Statistical analysis

The data reported in all the tables are expressed as mean ± standard deviation of three independent replications. The data were subjected to one-way analysis of variance using Minitab statistical software version 15 (Minitab, Inc., State College, PA).

Results and discussion

Physico–hemical properties of wheat flour and wheat–barley flour blends

Physico-chemical properties of wheat flour and wheat-barley flour blends differed significantly (p < 0.05). The water absorption capacity, water solubility index, oil absorption capacity, foaming stability and emulsion stability of wheat flour were 135%, 8.12, 135%, 73.2%, and 44.5%, respectively. The incorporation of barley flour to wheat flour in the blends significantly (p < 0.05) increased the measured functional properties of flours. Both water and oil absorption capacity increased significantly (p < 0.05) and the values of blends ranged between 141 and 173% and 137–151%, respectively. Sharma and Gujral (2014a) reported that an increase in water absorption capacity after incorporating barley flour into wheat flour may be due to increased levels of dietary fibres including β-glucan which hold more water. An increase in oil absorption capacity may be attributed to the higher fiber content of the blends as the surface of fiber has a high capacity to hold oil by a mechanical process. Wheat-barley flour blends showed increased foaming stability and emulsion stability in comparison to wheat flour; values ranged between 75.3–78.9% and 45.6–49.2%, respectively. Alu’datt et al. (2012) reported that enhanced solubility of wheat flour by incorporating barley flour may be responsible for formulating bakery products which require good emulsifying and foaming properties.

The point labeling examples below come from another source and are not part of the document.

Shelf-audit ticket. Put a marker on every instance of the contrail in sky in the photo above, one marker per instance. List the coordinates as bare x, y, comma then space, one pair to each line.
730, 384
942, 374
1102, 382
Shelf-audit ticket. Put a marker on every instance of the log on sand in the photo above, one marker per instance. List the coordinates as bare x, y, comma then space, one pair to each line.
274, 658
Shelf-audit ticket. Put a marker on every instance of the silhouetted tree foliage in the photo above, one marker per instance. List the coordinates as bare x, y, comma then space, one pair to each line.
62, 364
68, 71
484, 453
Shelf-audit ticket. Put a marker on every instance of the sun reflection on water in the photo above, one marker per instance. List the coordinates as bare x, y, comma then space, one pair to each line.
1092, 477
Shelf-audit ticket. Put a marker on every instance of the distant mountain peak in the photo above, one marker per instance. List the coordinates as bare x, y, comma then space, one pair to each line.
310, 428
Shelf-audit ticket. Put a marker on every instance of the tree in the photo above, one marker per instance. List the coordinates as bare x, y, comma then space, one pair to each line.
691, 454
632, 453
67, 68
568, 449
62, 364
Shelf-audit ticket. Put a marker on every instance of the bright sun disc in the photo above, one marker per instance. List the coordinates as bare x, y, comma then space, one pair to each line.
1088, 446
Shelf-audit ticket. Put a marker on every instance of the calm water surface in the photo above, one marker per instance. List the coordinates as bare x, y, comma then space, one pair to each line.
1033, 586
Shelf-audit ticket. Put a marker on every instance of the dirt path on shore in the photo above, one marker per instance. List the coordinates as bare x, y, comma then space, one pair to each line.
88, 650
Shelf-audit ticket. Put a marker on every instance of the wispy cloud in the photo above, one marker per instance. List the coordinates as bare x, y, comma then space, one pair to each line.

Pasting properties of wheat flour and wheat–barley flour blends

The results regarding pasting properties of wheat flour and wheat-barley flour blends are presented in Table 1. Paste viscosity and final viscosity of wheat flour was observed to be 330 mPa s and 827 mPa s, respectively. Peak viscosity is an indicator of ease with which the starch granules are disintegrated and often correlated with final product quality (Yaqoob et al. 2018). Incorporation of 10–50% barley flour in wheat flour increased peak and final viscosity with values ranging between 363–741 mPa s and 859–1349 mPa s, respectively. Setback viscosity also increased as the incorporation of barley flour increased in wheat-barley flour blends and the values ranged between 549 and 757 mPa s. As proportion of barley flour in wheat flour increased, a progressive increase in peak viscosity, final viscosity and breakdown viscosity was observed, which may be due to the soluble fibers in the barley flour. It is reported that dilution of wheat starch with barley constituents such as β-glucan also contributes to such a trend in pasting properties (Yaqoob et al. 2018). Lazaridou et al. (2003) also reported that a solution containing β-glucan is more viscous than starch solution of same concentration. Hence, an increase in β-glucan content in flour blends with increase in barley fraction will result in increase in the pasting properties. Pasting temperature of wheat flour was 64.8 °C and at increased level of incorporation of barley flour no significant increase was observed.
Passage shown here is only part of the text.